If you do not possess lungs, a lovely view can’t take your breath away. A simulated white-water rafting trip will give no excitement in the absences of the thump of a beating heart or rush given by adrenaline. Also with simulated seasoning, eating the most properly made food will not give the same fulfillment without the response from your guts.
Also, the freedom to have over your simulation is a little bit of a curse. The majority of what makes you “you” are your environments. In the absence of a stable physical surrounding, actual social relationship, and each of the accompanying ups and downs of a grounded life, your identity will vanish. In the absence of context, your brain can’t make any meaning.
In spite of the best software, a vat is no substitute for the actual world. Our brains are incredible bits of biology; however, they still remain biological.
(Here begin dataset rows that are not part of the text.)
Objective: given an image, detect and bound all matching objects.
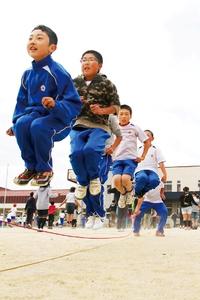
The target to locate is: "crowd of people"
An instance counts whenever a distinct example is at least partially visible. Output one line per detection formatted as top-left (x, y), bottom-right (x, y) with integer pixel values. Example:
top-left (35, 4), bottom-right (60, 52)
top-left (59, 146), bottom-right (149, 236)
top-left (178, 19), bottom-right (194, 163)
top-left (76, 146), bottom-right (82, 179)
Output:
top-left (4, 25), bottom-right (200, 236)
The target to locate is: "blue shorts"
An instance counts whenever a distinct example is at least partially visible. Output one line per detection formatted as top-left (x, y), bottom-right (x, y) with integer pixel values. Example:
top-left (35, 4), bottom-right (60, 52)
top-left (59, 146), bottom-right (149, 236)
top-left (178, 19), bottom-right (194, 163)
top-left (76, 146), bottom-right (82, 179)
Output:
top-left (112, 159), bottom-right (138, 178)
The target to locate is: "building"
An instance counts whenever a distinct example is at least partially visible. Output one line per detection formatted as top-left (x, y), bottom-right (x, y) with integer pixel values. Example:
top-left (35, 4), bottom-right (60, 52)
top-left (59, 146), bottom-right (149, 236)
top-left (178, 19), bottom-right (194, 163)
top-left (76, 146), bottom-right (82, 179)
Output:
top-left (105, 165), bottom-right (200, 215)
top-left (0, 165), bottom-right (200, 214)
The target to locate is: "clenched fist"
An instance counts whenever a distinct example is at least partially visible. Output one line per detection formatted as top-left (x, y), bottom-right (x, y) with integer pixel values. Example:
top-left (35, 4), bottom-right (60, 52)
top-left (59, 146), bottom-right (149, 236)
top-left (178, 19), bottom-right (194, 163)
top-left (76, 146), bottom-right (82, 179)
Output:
top-left (42, 97), bottom-right (55, 108)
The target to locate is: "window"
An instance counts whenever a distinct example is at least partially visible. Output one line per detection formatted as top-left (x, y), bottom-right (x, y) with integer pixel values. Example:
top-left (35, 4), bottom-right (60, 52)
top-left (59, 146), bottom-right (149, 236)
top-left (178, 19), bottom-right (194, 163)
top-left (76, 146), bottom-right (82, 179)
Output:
top-left (165, 181), bottom-right (172, 192)
top-left (177, 180), bottom-right (181, 192)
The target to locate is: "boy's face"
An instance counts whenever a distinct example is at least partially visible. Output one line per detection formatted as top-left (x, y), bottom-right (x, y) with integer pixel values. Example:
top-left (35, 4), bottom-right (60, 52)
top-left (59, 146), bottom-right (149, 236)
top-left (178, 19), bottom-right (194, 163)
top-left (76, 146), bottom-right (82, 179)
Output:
top-left (27, 29), bottom-right (56, 61)
top-left (81, 53), bottom-right (102, 80)
top-left (118, 109), bottom-right (131, 126)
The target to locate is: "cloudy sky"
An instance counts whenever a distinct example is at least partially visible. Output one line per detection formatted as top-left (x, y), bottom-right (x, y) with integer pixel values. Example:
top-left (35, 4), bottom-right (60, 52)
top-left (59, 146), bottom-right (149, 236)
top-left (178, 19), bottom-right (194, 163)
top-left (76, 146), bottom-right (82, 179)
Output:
top-left (0, 0), bottom-right (200, 189)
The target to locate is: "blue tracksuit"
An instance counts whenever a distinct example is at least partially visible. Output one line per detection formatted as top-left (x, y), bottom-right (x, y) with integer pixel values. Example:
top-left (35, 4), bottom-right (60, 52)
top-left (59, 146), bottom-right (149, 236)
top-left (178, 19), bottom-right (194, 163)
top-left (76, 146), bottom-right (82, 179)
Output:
top-left (13, 55), bottom-right (81, 172)
top-left (83, 154), bottom-right (112, 218)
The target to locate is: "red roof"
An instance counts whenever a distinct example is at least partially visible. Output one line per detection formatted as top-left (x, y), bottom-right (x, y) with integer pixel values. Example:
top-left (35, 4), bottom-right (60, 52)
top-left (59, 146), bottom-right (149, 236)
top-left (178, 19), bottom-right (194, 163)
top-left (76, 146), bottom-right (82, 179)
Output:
top-left (0, 187), bottom-right (69, 203)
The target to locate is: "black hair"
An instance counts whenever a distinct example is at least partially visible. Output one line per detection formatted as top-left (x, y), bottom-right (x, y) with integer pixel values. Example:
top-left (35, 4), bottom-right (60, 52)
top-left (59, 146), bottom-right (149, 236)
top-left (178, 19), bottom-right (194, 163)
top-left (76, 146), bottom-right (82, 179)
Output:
top-left (81, 50), bottom-right (103, 64)
top-left (144, 129), bottom-right (154, 138)
top-left (69, 186), bottom-right (76, 193)
top-left (32, 25), bottom-right (58, 45)
top-left (120, 104), bottom-right (132, 116)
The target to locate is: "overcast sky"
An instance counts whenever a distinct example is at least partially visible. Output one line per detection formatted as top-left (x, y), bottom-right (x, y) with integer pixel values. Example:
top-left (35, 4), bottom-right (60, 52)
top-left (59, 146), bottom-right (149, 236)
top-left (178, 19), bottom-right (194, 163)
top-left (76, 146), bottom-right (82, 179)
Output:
top-left (0, 0), bottom-right (200, 189)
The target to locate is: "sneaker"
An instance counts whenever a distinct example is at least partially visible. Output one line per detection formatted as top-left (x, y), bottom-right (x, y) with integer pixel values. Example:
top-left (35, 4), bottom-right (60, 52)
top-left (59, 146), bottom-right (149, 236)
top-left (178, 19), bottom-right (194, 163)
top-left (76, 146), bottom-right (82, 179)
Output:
top-left (93, 217), bottom-right (104, 230)
top-left (31, 172), bottom-right (53, 186)
top-left (118, 194), bottom-right (126, 208)
top-left (85, 216), bottom-right (95, 229)
top-left (133, 232), bottom-right (140, 236)
top-left (13, 169), bottom-right (36, 185)
top-left (89, 178), bottom-right (101, 196)
top-left (75, 184), bottom-right (87, 200)
top-left (126, 190), bottom-right (133, 205)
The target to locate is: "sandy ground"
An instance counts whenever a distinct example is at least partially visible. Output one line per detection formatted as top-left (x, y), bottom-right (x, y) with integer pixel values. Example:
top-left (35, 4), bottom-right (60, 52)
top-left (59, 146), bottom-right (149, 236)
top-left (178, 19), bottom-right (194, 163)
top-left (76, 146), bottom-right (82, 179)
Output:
top-left (0, 227), bottom-right (200, 300)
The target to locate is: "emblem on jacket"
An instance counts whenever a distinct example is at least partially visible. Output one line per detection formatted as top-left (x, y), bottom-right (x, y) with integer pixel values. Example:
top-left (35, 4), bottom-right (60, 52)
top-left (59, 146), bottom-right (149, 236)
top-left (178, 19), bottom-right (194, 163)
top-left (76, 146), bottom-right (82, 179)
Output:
top-left (40, 85), bottom-right (46, 92)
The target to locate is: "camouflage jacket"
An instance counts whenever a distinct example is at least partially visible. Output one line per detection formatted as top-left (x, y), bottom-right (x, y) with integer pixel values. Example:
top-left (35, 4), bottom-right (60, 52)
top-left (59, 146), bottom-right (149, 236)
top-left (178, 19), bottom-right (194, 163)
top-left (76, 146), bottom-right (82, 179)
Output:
top-left (74, 74), bottom-right (120, 131)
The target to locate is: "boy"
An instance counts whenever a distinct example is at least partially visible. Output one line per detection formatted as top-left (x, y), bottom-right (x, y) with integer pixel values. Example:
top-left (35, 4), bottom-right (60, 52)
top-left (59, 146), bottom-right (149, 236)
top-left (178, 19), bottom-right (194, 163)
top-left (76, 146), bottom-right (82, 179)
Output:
top-left (7, 25), bottom-right (81, 186)
top-left (70, 50), bottom-right (119, 200)
top-left (134, 130), bottom-right (167, 215)
top-left (34, 184), bottom-right (53, 231)
top-left (112, 104), bottom-right (149, 208)
top-left (83, 115), bottom-right (122, 229)
top-left (133, 181), bottom-right (167, 237)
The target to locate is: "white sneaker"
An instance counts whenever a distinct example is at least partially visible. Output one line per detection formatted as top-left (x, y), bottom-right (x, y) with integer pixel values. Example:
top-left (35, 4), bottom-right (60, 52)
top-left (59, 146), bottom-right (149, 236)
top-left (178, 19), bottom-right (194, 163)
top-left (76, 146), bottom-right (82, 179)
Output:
top-left (89, 178), bottom-right (101, 196)
top-left (85, 216), bottom-right (95, 229)
top-left (118, 194), bottom-right (126, 208)
top-left (126, 191), bottom-right (133, 205)
top-left (93, 217), bottom-right (104, 230)
top-left (75, 184), bottom-right (87, 200)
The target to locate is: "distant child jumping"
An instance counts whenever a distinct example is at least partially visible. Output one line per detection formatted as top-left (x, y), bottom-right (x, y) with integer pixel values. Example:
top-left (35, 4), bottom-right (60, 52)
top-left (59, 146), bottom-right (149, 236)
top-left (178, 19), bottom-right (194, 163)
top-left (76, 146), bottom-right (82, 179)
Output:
top-left (70, 50), bottom-right (120, 199)
top-left (112, 104), bottom-right (149, 208)
top-left (133, 181), bottom-right (168, 237)
top-left (7, 25), bottom-right (81, 186)
top-left (134, 130), bottom-right (167, 215)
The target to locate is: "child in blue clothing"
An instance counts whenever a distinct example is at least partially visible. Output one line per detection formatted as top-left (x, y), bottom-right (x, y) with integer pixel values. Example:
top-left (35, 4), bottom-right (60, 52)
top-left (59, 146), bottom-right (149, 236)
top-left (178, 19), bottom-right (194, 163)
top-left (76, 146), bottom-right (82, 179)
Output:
top-left (133, 181), bottom-right (168, 237)
top-left (7, 25), bottom-right (82, 186)
top-left (70, 50), bottom-right (120, 200)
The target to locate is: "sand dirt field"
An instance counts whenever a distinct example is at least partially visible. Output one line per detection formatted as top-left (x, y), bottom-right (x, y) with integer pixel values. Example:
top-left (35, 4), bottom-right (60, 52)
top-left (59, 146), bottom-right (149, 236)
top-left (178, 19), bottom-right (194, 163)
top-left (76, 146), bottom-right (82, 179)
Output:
top-left (0, 227), bottom-right (200, 300)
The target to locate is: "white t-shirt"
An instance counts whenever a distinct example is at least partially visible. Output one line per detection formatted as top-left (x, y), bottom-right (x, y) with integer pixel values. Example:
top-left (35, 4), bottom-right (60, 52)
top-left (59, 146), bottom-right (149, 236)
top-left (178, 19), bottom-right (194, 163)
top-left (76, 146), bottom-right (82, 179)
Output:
top-left (135, 145), bottom-right (165, 174)
top-left (113, 123), bottom-right (148, 160)
top-left (66, 192), bottom-right (76, 203)
top-left (144, 181), bottom-right (164, 203)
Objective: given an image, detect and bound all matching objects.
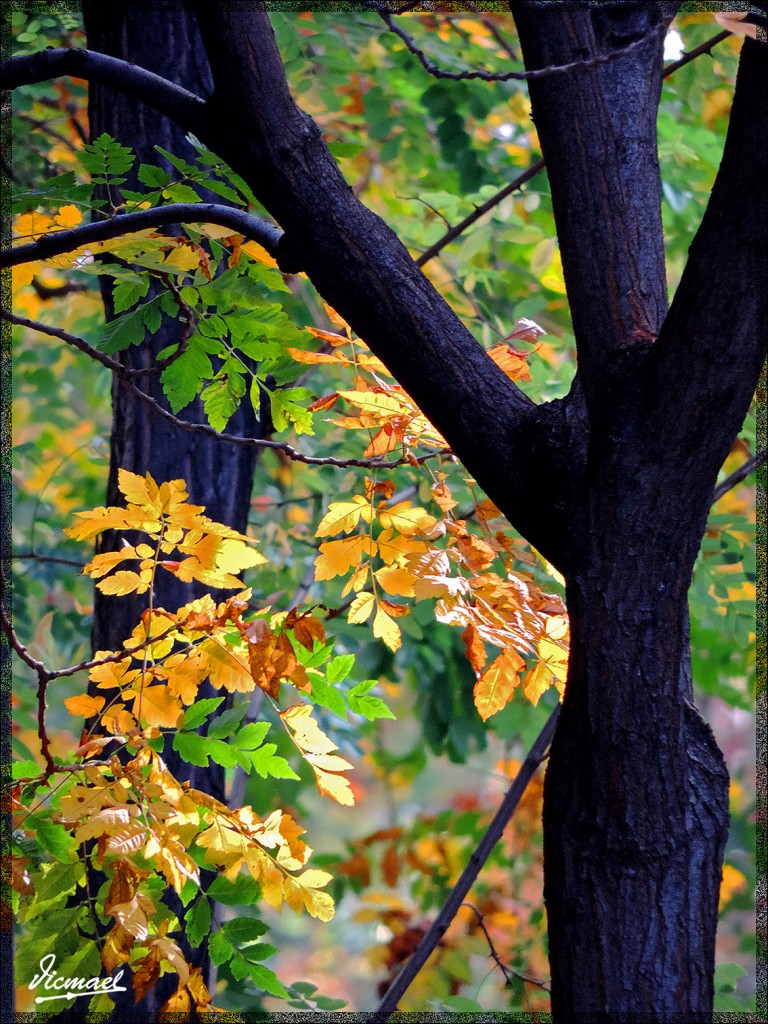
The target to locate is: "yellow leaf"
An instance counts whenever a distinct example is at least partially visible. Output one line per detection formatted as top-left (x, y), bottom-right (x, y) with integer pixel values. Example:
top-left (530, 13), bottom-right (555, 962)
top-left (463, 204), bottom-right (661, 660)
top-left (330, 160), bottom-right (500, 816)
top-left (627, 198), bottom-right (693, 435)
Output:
top-left (283, 870), bottom-right (335, 921)
top-left (339, 391), bottom-right (402, 417)
top-left (347, 591), bottom-right (374, 625)
top-left (379, 502), bottom-right (437, 537)
top-left (131, 686), bottom-right (183, 728)
top-left (374, 565), bottom-right (414, 597)
top-left (96, 569), bottom-right (152, 595)
top-left (65, 693), bottom-right (105, 718)
top-left (475, 498), bottom-right (502, 522)
top-left (488, 345), bottom-right (530, 385)
top-left (462, 623), bottom-right (486, 675)
top-left (306, 755), bottom-right (354, 807)
top-left (378, 529), bottom-right (428, 565)
top-left (522, 662), bottom-right (554, 708)
top-left (474, 647), bottom-right (525, 722)
top-left (718, 864), bottom-right (746, 910)
top-left (314, 534), bottom-right (376, 581)
top-left (374, 605), bottom-right (401, 650)
top-left (314, 495), bottom-right (374, 537)
top-left (279, 705), bottom-right (337, 754)
top-left (198, 638), bottom-right (255, 693)
top-left (54, 206), bottom-right (83, 227)
top-left (83, 545), bottom-right (142, 580)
They only function when joined to bodies, and our bodies are usually connected to the world that surrounds us.
The Biological Mind: How Brain, Body, and Environment Collaborate to Make Us Who We Are by Alan Jasanoff Book Review
The brain is not a strong supercomputer directing our bodies from above neither is it a transcendent seat of the soul. The brain is a biological organ, just like a kidney or a heart, and it can be understood via scientific analysis. What we consider as our “self” is really the outcome of a difficult connection between our brains, our bodies, and the world that surrounds us.